On Friday 15th March 2019, our Web Designers – Carrie and Jane – took a trip to UX in the City and enjoyed some brilliant talks by inspiring people. Here’s a bit about what they learned…
Gerry McGovern – Improving the customer experience with Top Tasks
Gerry is the developer of a customer experience management model called Top Tasks. Using Top Tasks, an organisation can discover what their users actually want from their website, as it puts the customer at the center, rather than the ego of the company! Each website has a long list of tasks, but there are only a few that are the Top Tasks – these are measured by asking customers what they want, and then ranking them.
Gerry showed us many examples of data they had collated for different websites, and how the Top Tasks were always different to what the organisation assumed their customers wanted. One memorable example was for a Cancer charity, originally their website had lots of calls-to-action to donate so that they could continue to provide their services. But the Top Tasks data showed that their customers wanted to see information about symptoms and types of cancer, along with other educational content. Once they re-designed their website to reflect this, their donations dramatically increased!
Dean Vipond – Redesigning the NHS UK website
Dean took on the mammoth task of leading the redesign of the 10-year-old NHS UK website! He took us through his journey – providing us with insight into how he felt at each milestone along the way.
He also gave us many pieces of advice too, such as:
- It’s important to be confident about the value of design, as over time it can save money, create a better experience for a user and improve a company’s services.
- As designers, we should be able to rationalise every part of our designs, as every single pixel should be there for a reason.
- It’s important that simple things, such as alignment of elements on a page, are correct on a built website – as something as small as text being out of alignment on a button can undermine trust, the brand, and therefore the customer’s willingness to use the service.
Anastasia Dedyukhina – Neuroscience of digital distractions and the social responsibility of designers
Your attention is the new currency
Anastasia gave a thought-provoking talk about how technology is unhealthy for us in the current way we use it. We are constantly stimulated by digital distractions e.g. notifications on our phones, and are rewarded variably with a rush of dopamine. We were never supposed to have so much dopamine though, and so our brains are now wanting bigger doses – we have become dopamine junkies – we’re constantly stimulated and never bored, as our brains have become trained to be used to instant gratification.
She also spoke about how multitasking is also unhealthy for our brains. In an experiment, it was reported that after 20mins of multitasking, people were reporting the feeling of stress and their cortisol levels had risen!
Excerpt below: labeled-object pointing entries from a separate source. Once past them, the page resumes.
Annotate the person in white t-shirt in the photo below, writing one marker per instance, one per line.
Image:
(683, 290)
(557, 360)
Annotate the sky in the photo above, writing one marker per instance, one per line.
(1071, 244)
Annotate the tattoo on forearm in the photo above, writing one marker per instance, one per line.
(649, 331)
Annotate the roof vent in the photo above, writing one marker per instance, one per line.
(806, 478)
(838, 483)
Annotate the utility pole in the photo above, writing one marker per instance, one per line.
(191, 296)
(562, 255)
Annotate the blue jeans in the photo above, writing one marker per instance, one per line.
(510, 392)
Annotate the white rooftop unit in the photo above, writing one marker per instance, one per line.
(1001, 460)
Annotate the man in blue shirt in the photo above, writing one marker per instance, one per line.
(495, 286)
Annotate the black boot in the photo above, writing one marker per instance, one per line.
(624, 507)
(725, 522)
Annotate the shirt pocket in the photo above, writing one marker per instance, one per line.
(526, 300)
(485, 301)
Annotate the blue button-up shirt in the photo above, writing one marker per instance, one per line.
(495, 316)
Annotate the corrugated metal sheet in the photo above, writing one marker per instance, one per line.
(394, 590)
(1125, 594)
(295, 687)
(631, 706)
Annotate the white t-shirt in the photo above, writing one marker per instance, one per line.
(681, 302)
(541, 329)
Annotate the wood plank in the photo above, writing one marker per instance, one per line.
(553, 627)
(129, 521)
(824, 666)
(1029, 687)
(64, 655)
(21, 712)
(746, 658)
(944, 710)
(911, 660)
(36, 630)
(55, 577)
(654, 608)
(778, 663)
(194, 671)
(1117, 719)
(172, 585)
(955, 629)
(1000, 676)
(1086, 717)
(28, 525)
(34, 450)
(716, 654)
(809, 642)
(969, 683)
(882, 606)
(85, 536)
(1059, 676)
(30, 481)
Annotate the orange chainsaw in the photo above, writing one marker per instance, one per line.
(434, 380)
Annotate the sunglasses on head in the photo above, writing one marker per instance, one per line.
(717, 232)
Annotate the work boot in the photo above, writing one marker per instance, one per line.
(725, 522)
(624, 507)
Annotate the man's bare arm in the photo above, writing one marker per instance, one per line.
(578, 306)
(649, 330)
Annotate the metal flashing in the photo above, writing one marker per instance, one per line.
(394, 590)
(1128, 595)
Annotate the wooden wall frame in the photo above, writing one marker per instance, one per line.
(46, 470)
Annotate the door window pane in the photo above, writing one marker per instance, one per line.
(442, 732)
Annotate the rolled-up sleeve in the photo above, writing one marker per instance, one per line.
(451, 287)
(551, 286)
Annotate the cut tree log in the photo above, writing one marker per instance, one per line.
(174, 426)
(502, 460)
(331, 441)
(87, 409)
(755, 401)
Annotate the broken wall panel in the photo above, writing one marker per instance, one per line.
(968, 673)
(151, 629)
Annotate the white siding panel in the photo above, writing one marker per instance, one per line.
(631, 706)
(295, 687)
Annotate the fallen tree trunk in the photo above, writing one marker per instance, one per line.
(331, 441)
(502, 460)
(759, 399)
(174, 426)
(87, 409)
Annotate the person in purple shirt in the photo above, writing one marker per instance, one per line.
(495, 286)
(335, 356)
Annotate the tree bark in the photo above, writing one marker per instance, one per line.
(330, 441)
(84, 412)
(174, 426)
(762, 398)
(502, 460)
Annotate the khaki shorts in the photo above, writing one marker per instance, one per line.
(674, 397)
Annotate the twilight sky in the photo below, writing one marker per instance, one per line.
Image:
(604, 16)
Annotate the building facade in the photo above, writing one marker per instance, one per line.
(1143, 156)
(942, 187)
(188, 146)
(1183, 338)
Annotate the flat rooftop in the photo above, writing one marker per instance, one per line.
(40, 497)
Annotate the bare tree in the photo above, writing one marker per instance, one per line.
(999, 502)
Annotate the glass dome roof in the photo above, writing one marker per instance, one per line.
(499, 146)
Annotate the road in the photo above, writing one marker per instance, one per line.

We cannot come up with creative ideas when we are multitasking – we default to the most obvious decision.
Anastasia left us with her 4 principles that we could use to help ourselves:
- Time management
- Choose when you’re on devices
- Space management
- Choose where you use your devices
- Relationship management
- Manage people’s expectations about when they can contact you
- Tell people when you’re available and tell them to call you if it’s urgent
- Self management
- Know when you are the most productive and use that time well
- Allow time to be ‘bored’ – it’s healthy to be unstimulated! It’s when your brain comes up with the most creative ideas
- Spend time in nature to help your cortisol levels balance
- Explore mindfulness and meditation – this could be as simple as spending time cooking or painting – simply dedicating yourself to one thing for 10mins
Jesmond Allen – The lost art of Task Modelling
A Task Model is, at it’s very basics, outlining the steps people go through and the tasks they do to complete a goal. We were shown examples of Task Models that had been put together for e-commerce websites, and Jesmond went into detail about the importance of these tasks being planned out – because humans complete tasks in a certain order, and incomplete tasks trigger stress.
Humans fixate on their task at hand… until it’s complete, and then they move on. Jesmond show us a real life example of using an ATM machine – in the past the task model would be that you take your cash before taking your card, but this meant that people kept leaving their card in the cash machine, because they’d completed their task of drawing cash out! This meant that the task model was changed so that you have to remove your card before taking your cash – meaning the very last task you do is the task that completes your goal.
It’s important that we think of the tasks a user takes in order to complete their goal when visiting a website, and making sure we lower the impact of interruptions on the user, to ensure we’re not causing stress for our customers!